XML (eXtensible Markup Language) provides a set of rules for defining semantic tags that can describe virtually any type of data in a text file. Data stored in XML-format files is both human- and machine-readable, and is often relatively easy to interpret either visually or programmatically. The structure of data stored in an XML file is described by either a Document Type Definition (DTD) or an XML schema, which can either be included in the file itself or referenced from an external network location.

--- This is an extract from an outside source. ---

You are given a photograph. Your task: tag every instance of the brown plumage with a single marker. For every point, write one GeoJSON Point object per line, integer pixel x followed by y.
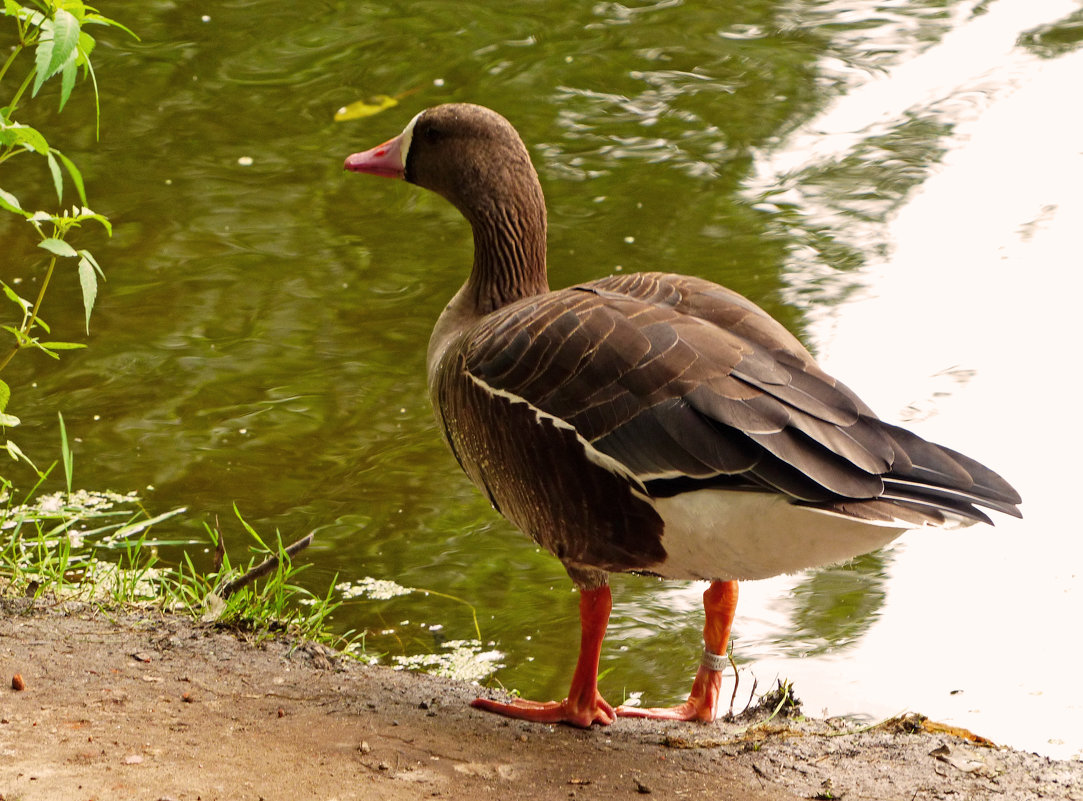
{"type": "Point", "coordinates": [650, 422]}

The IDL parsers support the following encodings: UTF-8, USASCII, ISO8859-1, UTF-16, UTF-16BE, UTF-16LE, UCS-4, UCS-4BE, UCS-4LE, WINDOWS-1252, IBM1140, IBM037, and IBM1047.

Note
IDL can parse XML documents that are stored using any of the above encodings. When an IDL application reads string data from the XML document using either the SAX or DOM parser, the string data is transcoded from the document's encoding into the encoding appropriate for IDL string variables. In order to read the string data correctly, the XML string data must be mappable into an IDL string. Since IDL strings use 1-byte characters, the XML strings must be transcodable into strings that use 1 byte per character. Further, they must be transcodable into strings that use the current character encoding. The IDL XML parsers may return an empty string if the XML string data cannot be converted into an IDL string.

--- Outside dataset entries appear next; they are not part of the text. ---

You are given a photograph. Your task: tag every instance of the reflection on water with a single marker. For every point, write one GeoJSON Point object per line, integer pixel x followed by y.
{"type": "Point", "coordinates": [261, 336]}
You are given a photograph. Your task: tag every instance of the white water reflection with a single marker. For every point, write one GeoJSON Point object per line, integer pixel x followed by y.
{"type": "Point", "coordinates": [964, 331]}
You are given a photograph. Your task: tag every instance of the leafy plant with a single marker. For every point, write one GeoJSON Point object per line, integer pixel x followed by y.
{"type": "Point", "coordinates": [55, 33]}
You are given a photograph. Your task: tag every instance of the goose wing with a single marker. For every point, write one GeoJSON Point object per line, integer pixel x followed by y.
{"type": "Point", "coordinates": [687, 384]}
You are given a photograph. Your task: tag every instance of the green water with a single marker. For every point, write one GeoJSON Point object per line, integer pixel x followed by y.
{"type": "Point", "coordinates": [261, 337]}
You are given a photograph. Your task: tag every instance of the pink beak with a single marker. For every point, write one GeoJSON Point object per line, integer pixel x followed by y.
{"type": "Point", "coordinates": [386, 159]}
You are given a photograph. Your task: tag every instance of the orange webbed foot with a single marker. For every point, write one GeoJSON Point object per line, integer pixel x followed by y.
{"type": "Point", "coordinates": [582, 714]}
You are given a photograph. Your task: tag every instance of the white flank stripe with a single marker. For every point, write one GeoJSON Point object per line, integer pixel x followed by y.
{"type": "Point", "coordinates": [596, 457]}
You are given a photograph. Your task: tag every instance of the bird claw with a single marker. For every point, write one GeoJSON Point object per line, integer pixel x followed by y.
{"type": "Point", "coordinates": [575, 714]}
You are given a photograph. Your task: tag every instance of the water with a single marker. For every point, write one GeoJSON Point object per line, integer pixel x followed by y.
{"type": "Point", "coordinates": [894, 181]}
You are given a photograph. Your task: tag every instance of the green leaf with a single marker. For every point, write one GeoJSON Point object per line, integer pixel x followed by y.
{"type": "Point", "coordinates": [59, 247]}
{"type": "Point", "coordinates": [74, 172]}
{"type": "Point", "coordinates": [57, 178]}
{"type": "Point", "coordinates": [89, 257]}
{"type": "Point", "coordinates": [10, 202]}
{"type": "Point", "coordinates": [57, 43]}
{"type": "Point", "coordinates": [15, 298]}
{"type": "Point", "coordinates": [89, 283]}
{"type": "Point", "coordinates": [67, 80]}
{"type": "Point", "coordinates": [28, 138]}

It is beyond the scope of this manual to describe XML in detail. Numerous third-party books and electronic resources are available. The following texts may be useful:

About XML Parsers

There are two basic types of parsers for XML data:

Tree-Based Parsers

Tree-based parsers map an XML document into a tree structure in memory, allowing you to select elements by navigating through the tree. This type of parser is generally based on the Document Object Model (DOM) and the tree is often referred to as a DOM tree. The IDLffXMLDOM object classes implement a tree-based parser; for more information, see Using the XML DOM Object Classes.

Tree-based parsers are especially useful when the XML data file being parsed is relatively small. Having access to the entire data set at one time can be convenient and makes processing data based on multiple data values stored in the tree easy. However, if the tree structure is larger than will fit in physical memory or if the data must be converted into a new (local) data structure before use, then tree-based parsers can be slow and cumbersome.

Event-Based Parsers

Event-based parsers read the XML document sequentially and report parsing events (such as the start or end of an element) as they occur, without building an internal representation of the data structure. The most common examples of event-based XML parsers use the Simple API for XML (SAX), and are often referred to as a SAX parsers.

Event-based parsers allow the programmer to write callback routines that perform an appropriate action in response to an event reported by the parser. Using an event-based parser, you can parse very large data files and create application-specific data structures. The IDLffXMLSAX object class implements an event-based parser based on the SAX version 2 API.